Dalla capitale d’Italia a quella del vino mondiale il passo, per Valerio, più che breve, è recente. Siamo infatti nel 2014 quando arriva qui dopo essersi laureato in enologia all’università della Tuscia e solo 3 anni dopo diventa enologo di 3 aziende della riva destra di proprietà della famiglia Castéja. Una famiglia con alle spalle una grande storia a Bordeaux. Durante la chiacchierata Valerio mmi racconta dello straordinario Philippe Castéja. Farne un ritratto è difficile, se lo volessi rendere davvero completo, perché monsieur Philippe è al tempo stesso négociant con il gruppo di famiglia Borie-Manoux, proprietario di châteaux, presidente del Consiglio dei Crus Classé nel 2000 e tanto altro, ma mi fermo qui per non farvi continuare a scrollare troppo, se mi leggete dal telefono.

Château Trottevieille

Per chi sostiene che a Bordeaux il terroir non sia così importante vi lascio la risposta di un italiano a Château Trottevieille. “Secondo me a Bordeaux e in particolare a Saint-Émilion, il terroir è fondamentale. Questo elemento è palpabile da parcella a parcella, con precisi riscontri aromatici delle uve che vi crescono sopra”. Il terroir di Château Trottevieille, in totale 33 ha, in realtà è più di uno, mi racconta Valerio. Un esempio è il plateau. Qui si va dal calcare puro a un mix di calcare con 30 centimetri di argilla e poi ancora calcare che va molto in profondità. Le varietà che qui si coltivano sono Cabernet Sauvignon, circa il 2% ma da piante vecchie (la percentuale bassa sulla riva destra è normale), Merlot, a fatica si arriva al 50%, ma soprattutto Cabernet Franc.

Cabernet Franc unico da Château Trottevieille

 

Questo château è davvero speciale tanto da essere classificato Premier Grand Cru Classé B secondo la classificazione, rivedibile ogni 10 anni, di Saint-Émilion. Forse uno dei segreti, in realtà mica poi così nascosti, della qualità dello château, sta nelle sue vigne di Cabernet Franc. “Si tratta di vigne che arrivano fino ad oltre 100 anni. Proprio da queste piante stiamo facendo una selezione massale che ha dato vita a un nuovo vigneto”. 2/3 di queste vecchissime piante di Cabernet Franc vanno nel primo vino, il resto sono vinificate a parte con maggiore utilizzo di legno, dando vita a circa un centinaio di bottiglie ottenute solo da queste piante. Una produzione molto piccola ma non commercializzata. Ogni tanto però qualche bottiglia viene stappata e magari ve ne parlerò a breve.
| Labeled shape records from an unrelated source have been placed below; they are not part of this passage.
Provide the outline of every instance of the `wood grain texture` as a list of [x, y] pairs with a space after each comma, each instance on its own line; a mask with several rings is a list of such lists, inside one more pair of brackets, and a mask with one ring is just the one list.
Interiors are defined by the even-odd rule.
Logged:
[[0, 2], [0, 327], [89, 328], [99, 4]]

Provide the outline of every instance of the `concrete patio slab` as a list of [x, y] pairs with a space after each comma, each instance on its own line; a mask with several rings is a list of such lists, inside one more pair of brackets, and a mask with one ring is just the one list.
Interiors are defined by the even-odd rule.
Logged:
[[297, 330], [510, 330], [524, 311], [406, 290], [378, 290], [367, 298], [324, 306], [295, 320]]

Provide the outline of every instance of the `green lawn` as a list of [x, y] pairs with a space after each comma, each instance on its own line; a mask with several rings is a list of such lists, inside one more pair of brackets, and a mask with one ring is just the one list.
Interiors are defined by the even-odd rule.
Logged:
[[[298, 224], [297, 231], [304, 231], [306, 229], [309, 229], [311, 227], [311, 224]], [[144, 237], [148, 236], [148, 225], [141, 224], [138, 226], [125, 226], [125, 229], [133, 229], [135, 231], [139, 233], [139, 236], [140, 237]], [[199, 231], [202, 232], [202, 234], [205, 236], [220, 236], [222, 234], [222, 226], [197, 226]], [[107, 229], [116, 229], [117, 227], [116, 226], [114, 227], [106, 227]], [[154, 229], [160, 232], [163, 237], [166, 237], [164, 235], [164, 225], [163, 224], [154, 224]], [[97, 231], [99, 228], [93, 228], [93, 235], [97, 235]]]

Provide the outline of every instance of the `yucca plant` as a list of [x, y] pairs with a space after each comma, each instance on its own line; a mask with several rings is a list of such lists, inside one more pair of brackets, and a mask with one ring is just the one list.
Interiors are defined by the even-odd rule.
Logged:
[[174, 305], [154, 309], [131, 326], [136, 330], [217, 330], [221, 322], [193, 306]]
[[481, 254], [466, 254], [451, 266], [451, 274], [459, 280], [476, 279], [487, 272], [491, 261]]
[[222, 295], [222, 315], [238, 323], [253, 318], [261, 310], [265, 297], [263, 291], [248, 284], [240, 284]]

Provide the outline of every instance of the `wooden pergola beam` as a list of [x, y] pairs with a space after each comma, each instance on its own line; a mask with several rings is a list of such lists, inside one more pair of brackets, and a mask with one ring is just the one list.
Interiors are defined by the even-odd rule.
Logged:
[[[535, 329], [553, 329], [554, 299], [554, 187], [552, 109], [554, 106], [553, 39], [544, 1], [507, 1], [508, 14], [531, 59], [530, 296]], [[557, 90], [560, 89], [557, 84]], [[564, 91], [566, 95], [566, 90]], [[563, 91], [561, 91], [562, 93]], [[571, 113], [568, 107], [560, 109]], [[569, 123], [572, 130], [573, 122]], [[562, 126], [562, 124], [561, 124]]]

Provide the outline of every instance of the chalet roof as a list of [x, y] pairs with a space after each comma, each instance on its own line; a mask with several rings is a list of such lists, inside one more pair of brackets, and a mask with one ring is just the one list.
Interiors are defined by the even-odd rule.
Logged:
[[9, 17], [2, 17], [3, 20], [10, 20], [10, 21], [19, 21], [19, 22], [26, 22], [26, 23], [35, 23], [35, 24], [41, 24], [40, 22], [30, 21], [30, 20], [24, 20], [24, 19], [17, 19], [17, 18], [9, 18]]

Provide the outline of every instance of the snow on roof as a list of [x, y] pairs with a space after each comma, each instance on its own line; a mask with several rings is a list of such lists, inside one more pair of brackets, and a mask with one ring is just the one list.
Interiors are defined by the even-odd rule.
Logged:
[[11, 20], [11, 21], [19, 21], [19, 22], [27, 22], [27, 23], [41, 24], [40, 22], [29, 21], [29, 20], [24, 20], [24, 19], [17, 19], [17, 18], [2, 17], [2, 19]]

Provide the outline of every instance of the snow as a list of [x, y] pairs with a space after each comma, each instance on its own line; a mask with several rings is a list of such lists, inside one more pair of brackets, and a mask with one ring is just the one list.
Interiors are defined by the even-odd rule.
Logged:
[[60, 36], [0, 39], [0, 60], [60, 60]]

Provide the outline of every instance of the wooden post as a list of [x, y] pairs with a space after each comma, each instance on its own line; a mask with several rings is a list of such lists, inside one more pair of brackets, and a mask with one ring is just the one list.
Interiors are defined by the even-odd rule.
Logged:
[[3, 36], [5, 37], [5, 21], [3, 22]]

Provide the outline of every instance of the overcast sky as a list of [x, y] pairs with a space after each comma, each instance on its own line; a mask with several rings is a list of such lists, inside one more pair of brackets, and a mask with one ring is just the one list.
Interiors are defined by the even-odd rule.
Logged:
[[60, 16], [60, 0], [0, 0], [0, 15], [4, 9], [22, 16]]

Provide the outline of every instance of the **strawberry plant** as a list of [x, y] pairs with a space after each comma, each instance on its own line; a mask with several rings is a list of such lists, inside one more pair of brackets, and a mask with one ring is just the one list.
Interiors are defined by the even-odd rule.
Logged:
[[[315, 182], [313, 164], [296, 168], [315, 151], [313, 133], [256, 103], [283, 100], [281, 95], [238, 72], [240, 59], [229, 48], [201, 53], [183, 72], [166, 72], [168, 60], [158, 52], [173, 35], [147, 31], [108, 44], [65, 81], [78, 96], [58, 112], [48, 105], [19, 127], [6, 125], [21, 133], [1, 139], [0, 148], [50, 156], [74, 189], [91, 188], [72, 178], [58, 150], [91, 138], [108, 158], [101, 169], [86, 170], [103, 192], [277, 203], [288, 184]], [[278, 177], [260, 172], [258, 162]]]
Il primo vino di Château Trottevieille

 

Al blend che caratterizza il primo vino di Château Trottevieille come detto concocrrono in prevalenza Cabernet Franc, grazie alle piante molto vecchie la media di età delle vigne si aggira comunque sugli 80 anni. “Con questa varietà il rischio è di avere un frutto molto vegetale se raccolta con molto anticipo, mentre se raccolta al momento giusto, il Cabernet Franc dona al vino complessità, potenza e carattere”. Il resto è Merlot e Cabernet Sauvignon.

Cambiamenti a Château Trottevieille raccontati da Valerio Mortari

La vinificazione è semplice, ma da poco tempo differente. “Poco prima della pandemia abbiamo deciso di sostituire le vasche di cemento risalenti agli anni ’50 con serbatoi di acciaio”. La cantina di affinamento, termoregolata naturalmente visto che si trova in profondità sotto metri e metri di calcare, ospita barrique, solo nuove, di 15 bottai diversi. Queste barrique ospitano il primo vino per circa un anno.

Consigli di Valerio Mortari

 

“Bordeaux per me non può non far parte della cultura del vino di ogni appassionato che si voglia definire tale, perché Bordeaux ha una storia incredibile con vini e aziende che sono delle vere e proprie icone”. Aggiungo che non lo dico io o Valerio, ma lo dice la storia. Questo non vuol dire che a Bordeaux è necessario provare solo i grandi, ma, come ribadisce anche Valerio, ci sono grandi aziende anche in aree meno conosciute come la Montagne di Saint-Émilion e anche a Pomerol si possono comprare grandi vini fuori dalle solite rotte. Due esempi? “Château Beauregard e Château Petit-Village”.